Under the Fair Labor Standards Act (“FLSA”), individuals may bring suit “on behalf of himself or themselves and other employees similarly situated.” 29 U.S.C. §216(b). Neither the statute itself nor the Ninth Circuit have defined the term “similarly situated,” Luque v. AT&T Corp., 2010 WL 4807088 (N.D.Cal. Nov. 19, 2010) at *3, citing Lewis v. Wells Fargo & Co., 669 F.Supp.2d 1124, 1127 (N.D.Cal. 2009).
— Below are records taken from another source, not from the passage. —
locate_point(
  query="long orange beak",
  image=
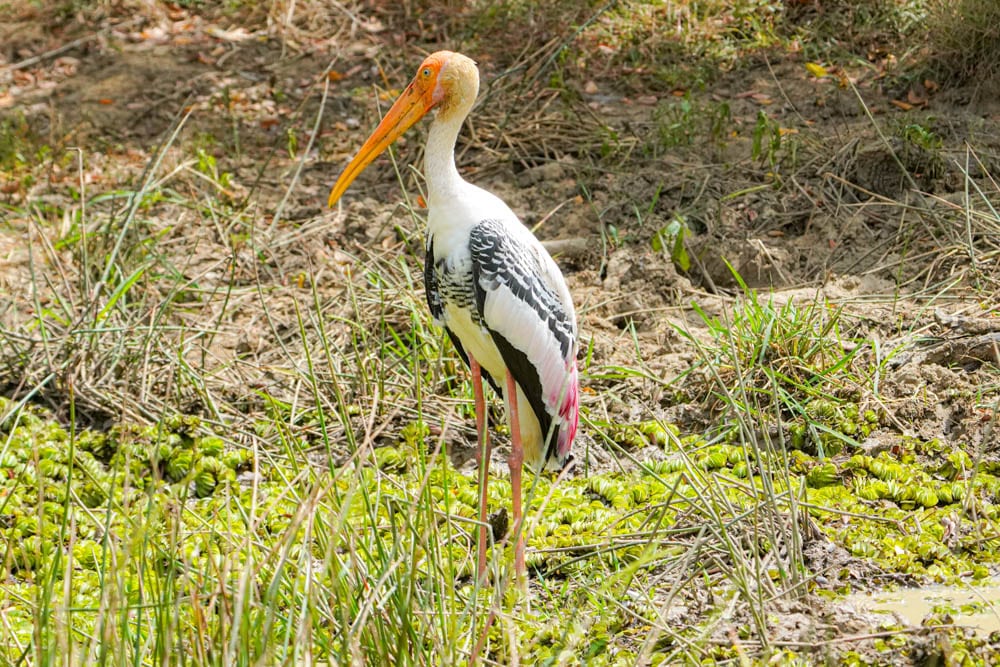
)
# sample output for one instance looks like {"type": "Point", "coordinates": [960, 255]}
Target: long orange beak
{"type": "Point", "coordinates": [410, 107]}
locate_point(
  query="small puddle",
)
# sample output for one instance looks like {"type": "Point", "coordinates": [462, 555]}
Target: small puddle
{"type": "Point", "coordinates": [977, 607]}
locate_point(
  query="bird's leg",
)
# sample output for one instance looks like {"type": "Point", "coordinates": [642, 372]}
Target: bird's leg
{"type": "Point", "coordinates": [483, 461]}
{"type": "Point", "coordinates": [515, 461]}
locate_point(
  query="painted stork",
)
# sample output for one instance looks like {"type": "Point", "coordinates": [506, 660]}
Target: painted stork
{"type": "Point", "coordinates": [490, 284]}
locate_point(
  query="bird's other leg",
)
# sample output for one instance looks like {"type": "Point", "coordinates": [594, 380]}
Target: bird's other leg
{"type": "Point", "coordinates": [483, 461]}
{"type": "Point", "coordinates": [515, 461]}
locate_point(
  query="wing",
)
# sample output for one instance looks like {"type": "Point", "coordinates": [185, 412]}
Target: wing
{"type": "Point", "coordinates": [435, 301]}
{"type": "Point", "coordinates": [524, 303]}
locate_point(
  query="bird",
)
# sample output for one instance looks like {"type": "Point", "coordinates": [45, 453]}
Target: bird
{"type": "Point", "coordinates": [491, 285]}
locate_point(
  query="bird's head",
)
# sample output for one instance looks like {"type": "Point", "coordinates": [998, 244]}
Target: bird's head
{"type": "Point", "coordinates": [447, 82]}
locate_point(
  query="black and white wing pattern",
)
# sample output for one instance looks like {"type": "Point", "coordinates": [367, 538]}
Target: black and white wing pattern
{"type": "Point", "coordinates": [522, 300]}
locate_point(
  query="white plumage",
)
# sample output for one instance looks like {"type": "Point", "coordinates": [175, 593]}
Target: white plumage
{"type": "Point", "coordinates": [489, 282]}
Courts in the Ninth Circuit take a two-step approach to determine whether plaintiffs are “similarly situated.” Id.

The Court’s first step is to make an initial, conditional determination of whether the plaintiffs are similarly situated, “deciding whether a collective action should be certified for the purpose of sending notice to potential class members.” Luque, supra, at *3, quoting Lewis, supra, at 1127. The initial notice stage determination utilizes a lenient standard that typically results in certification. Wynn v. National Broad Co., Inc., 234 F.Supp.2d 1067, 1082 (C.D.Cal. 2002). While the initial inquiry is not a mere formality, plaintiffs seeking conditional certification need only provide “substantial allegations, supported by declarations or discovery.” Luque, supra, at *3, citing Kress v. PriceWaterhouseCoopers, LLP, 263 F.R.D. 623, 627 (E.D.Cal. 2009). Indeed, “Courts need not even consider evidence provided by defendants at this stage.” Luque, supra, at *3 (emphasis in original), quoting Kress, supra, at 628.